Just five members of the alliance – Estonia, Greece, Poland, the UK and US – currently meet the stipulation, and on Monday Trump repeated his demand that all 28 members meet the target.
NATO members need to "pay their fair share," Trump said.
"They're very unfair to us. We strongly support NATO, we only ask that all NATO members make their full and proper financial contribution to the NATO alliance, which many of them have not been doing," Trump told military officials at MacDill Air Force Base in Florida.
Trump's exhortations appear to have had the desired effect in Lithuania, where defense minister Raimundas Karoblis recently announced that the country is making plans to spend more than the required 2 percent of GDP on defense.
This year, Lithuania is predicted to spend 1.8 percent of GDP on defense, or 723 million euros, and aims to reach two percent in 2018.

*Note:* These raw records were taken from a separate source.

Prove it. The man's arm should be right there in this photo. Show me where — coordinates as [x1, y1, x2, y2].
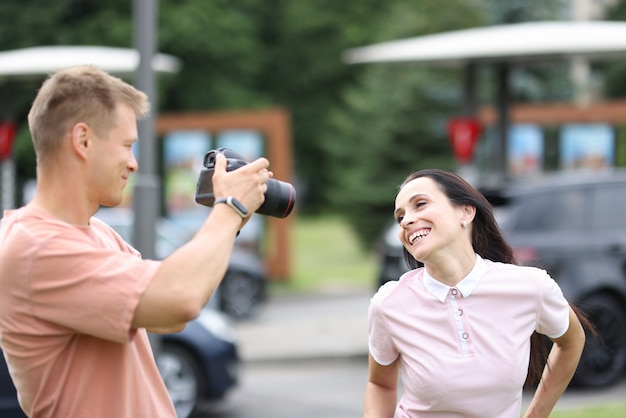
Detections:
[363, 354, 400, 418]
[132, 154, 272, 330]
[524, 308, 585, 418]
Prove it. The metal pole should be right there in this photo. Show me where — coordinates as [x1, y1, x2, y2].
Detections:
[133, 0, 161, 258]
[133, 0, 161, 354]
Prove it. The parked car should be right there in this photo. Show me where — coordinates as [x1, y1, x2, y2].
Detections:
[378, 170, 626, 387]
[156, 306, 240, 418]
[96, 208, 267, 320]
[0, 307, 234, 418]
[0, 209, 246, 418]
[0, 351, 26, 418]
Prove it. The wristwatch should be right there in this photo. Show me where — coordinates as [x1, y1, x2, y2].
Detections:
[215, 196, 248, 219]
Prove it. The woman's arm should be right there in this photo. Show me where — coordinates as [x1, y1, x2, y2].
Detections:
[363, 354, 400, 418]
[524, 308, 585, 418]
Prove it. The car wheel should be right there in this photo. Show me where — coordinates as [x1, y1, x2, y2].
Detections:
[220, 271, 261, 319]
[573, 295, 626, 387]
[157, 344, 205, 418]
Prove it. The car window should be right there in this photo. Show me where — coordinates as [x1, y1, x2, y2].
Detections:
[509, 189, 587, 232]
[592, 184, 626, 229]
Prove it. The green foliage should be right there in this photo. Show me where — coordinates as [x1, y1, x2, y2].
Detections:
[596, 0, 626, 98]
[321, 0, 481, 248]
[0, 0, 576, 248]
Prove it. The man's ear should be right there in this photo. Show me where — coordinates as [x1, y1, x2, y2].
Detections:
[71, 122, 92, 158]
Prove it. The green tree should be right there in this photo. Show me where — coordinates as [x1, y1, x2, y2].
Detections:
[321, 0, 483, 247]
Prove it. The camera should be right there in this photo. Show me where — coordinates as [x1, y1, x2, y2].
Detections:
[196, 148, 296, 218]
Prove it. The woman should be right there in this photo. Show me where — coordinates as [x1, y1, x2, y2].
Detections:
[364, 169, 585, 418]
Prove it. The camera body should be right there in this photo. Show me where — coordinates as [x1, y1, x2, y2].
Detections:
[196, 148, 296, 218]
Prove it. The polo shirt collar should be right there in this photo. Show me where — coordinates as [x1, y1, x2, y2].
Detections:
[424, 254, 486, 303]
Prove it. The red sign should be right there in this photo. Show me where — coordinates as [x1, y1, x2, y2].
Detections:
[0, 122, 15, 161]
[448, 117, 482, 164]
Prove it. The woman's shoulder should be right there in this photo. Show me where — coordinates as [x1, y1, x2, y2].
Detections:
[372, 268, 423, 303]
[485, 260, 552, 283]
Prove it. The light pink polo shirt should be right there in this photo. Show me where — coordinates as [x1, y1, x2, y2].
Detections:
[369, 256, 569, 418]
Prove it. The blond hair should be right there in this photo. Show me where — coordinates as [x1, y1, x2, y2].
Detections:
[28, 65, 150, 163]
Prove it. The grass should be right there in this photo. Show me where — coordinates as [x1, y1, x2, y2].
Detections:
[270, 216, 377, 293]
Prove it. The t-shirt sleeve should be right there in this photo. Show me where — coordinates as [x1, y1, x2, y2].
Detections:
[368, 282, 399, 366]
[30, 222, 160, 343]
[536, 271, 570, 338]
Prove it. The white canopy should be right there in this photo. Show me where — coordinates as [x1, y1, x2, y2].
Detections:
[344, 21, 626, 65]
[0, 46, 181, 82]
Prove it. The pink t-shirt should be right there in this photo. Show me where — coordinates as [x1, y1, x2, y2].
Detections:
[0, 206, 176, 418]
[369, 256, 569, 418]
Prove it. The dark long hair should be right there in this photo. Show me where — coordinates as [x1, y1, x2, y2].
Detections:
[400, 169, 593, 387]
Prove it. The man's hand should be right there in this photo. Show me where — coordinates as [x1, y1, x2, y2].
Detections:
[213, 153, 273, 214]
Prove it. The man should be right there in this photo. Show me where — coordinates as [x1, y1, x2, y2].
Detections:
[0, 66, 272, 418]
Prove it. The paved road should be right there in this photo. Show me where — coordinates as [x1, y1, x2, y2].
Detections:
[193, 359, 626, 418]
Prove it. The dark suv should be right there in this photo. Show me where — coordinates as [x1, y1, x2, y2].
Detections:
[379, 171, 626, 387]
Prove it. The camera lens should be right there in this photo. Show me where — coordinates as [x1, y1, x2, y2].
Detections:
[257, 179, 296, 218]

"The finance limit depends on the level of risk, but I think the next goal for us should be 2.2 percent or maybe 2.4 percent of GDP," Karoblis said, RIA Novosti reported.
"In Lithuania, they say that very soon Russian units are going to invade its territory and will capture everything and everyone in literally an hour. The political elite, not the people, are interested in Lithuania being in the alliance. Lithuania is going to increase its military spending at the same time as its debt is rising."

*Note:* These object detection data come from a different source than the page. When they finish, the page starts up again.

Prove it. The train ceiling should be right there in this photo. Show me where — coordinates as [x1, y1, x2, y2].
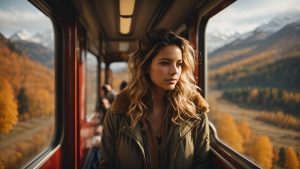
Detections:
[73, 0, 230, 62]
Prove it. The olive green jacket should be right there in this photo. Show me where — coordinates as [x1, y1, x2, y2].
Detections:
[100, 91, 209, 169]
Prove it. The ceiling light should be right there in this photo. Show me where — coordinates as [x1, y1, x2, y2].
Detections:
[120, 17, 131, 34]
[119, 0, 135, 16]
[119, 42, 129, 52]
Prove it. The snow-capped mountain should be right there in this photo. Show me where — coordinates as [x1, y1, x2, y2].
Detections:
[206, 11, 300, 53]
[206, 32, 252, 53]
[255, 12, 300, 34]
[9, 30, 32, 42]
[9, 30, 54, 49]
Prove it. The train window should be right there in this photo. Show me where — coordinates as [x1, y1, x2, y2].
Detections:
[85, 52, 98, 119]
[206, 0, 300, 169]
[110, 62, 128, 92]
[0, 0, 55, 168]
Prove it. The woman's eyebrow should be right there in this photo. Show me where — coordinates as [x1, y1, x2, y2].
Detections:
[159, 57, 182, 62]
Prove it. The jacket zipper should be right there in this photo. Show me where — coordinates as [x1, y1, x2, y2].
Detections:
[169, 123, 197, 169]
[122, 127, 148, 169]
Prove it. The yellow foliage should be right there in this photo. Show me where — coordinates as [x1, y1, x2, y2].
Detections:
[216, 113, 244, 153]
[0, 77, 18, 133]
[284, 147, 299, 169]
[248, 135, 273, 169]
[28, 89, 54, 116]
[237, 121, 252, 144]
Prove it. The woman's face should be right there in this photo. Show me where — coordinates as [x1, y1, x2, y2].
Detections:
[149, 45, 182, 91]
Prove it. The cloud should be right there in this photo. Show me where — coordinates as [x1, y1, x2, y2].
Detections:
[207, 0, 300, 35]
[0, 8, 52, 37]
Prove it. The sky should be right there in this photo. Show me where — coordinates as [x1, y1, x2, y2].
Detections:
[0, 0, 53, 37]
[206, 0, 300, 35]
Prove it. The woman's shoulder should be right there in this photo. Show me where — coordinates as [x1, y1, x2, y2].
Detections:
[110, 89, 130, 114]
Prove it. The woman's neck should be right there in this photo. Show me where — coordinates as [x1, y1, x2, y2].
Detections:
[152, 90, 166, 116]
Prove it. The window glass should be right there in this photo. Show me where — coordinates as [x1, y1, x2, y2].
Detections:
[206, 0, 300, 169]
[0, 0, 55, 168]
[110, 62, 128, 92]
[85, 52, 98, 119]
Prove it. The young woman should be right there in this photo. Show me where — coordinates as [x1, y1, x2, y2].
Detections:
[100, 30, 209, 169]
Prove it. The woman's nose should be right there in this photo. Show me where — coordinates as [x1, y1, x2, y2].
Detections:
[169, 64, 178, 75]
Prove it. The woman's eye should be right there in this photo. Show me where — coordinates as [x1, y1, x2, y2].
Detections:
[177, 62, 182, 66]
[160, 62, 169, 65]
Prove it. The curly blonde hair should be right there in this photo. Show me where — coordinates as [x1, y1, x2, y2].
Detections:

"Donald Trump is trying to engineer the military spending of all other NATO member countries the way he wants it. The next NATO summit in Brussels has been agreed for May, and this issue will come up again. I think that there, Mr. Trump is going to try and twist not just the arms but the legs of all the NATO member states which have not reached this 2 percent mark," Kozin said.

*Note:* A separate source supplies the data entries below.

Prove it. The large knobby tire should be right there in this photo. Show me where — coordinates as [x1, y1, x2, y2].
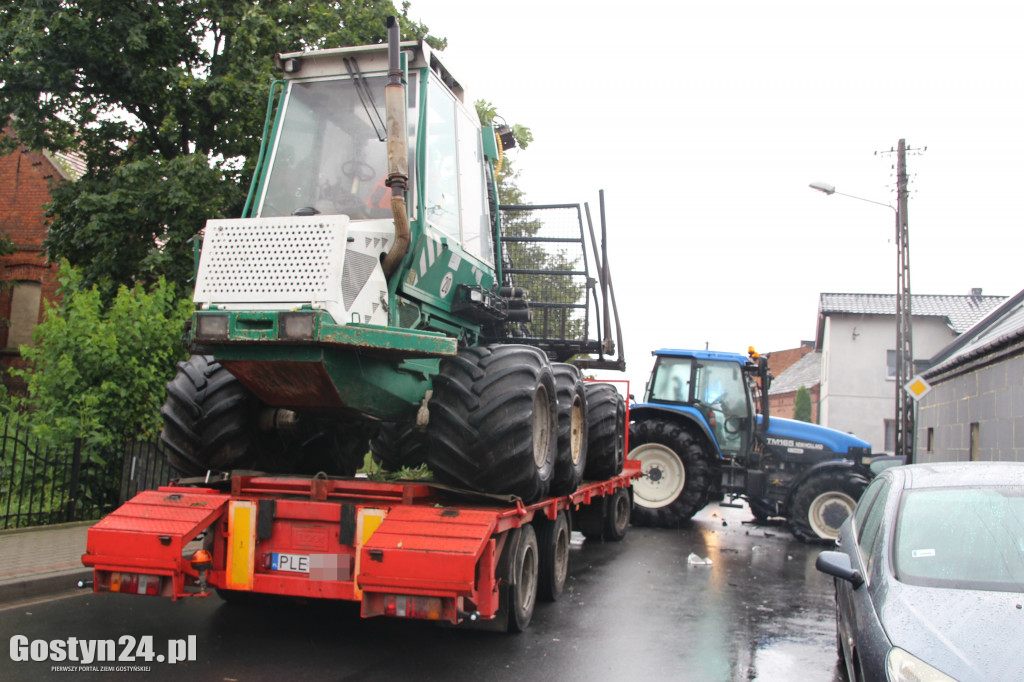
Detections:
[790, 468, 867, 543]
[160, 355, 258, 475]
[584, 383, 626, 480]
[629, 419, 712, 528]
[160, 355, 369, 476]
[427, 345, 558, 504]
[499, 523, 541, 632]
[549, 363, 589, 495]
[534, 511, 572, 601]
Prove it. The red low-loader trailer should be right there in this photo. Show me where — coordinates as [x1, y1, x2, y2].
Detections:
[82, 461, 640, 632]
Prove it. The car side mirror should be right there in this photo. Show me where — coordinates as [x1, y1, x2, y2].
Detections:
[814, 551, 864, 590]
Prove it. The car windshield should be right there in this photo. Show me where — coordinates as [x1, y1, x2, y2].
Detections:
[894, 485, 1024, 592]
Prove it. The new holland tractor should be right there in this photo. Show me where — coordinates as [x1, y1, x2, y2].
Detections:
[162, 18, 626, 501]
[628, 348, 898, 541]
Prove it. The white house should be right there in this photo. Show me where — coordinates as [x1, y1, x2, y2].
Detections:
[815, 289, 1007, 453]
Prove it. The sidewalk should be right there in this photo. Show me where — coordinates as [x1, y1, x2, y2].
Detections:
[0, 521, 96, 605]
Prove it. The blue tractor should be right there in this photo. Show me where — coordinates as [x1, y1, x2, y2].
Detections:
[629, 348, 892, 542]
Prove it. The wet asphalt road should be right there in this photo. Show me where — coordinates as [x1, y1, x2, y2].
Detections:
[0, 504, 845, 682]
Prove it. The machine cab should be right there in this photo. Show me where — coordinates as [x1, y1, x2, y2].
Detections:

He warned that increasing NATO members' military expenditure is one part of the wider US strategy to extend its presence beyond its current borders. In its effort to expand into the Middle East, on January 24 NATO opened a new center in Kuwait.
"First, increase expenditure, then strengthen its naval presence and other assets not only in the Baltic Sea and the Black Sea, but also in the Persian Gulf, in Kuwait – NATO is opening its first center there. This is a first, we haven't seen anything like that before. That is, the plans which have been announced for (the territory around) NATO's borders – the entire Earth – haven't in fact changed."
"In the past, the borders (of NATO) were clear, they were the territories of those countries which were full NATO members. Now it isn't like that, the boundaries are expanding," Kozin said.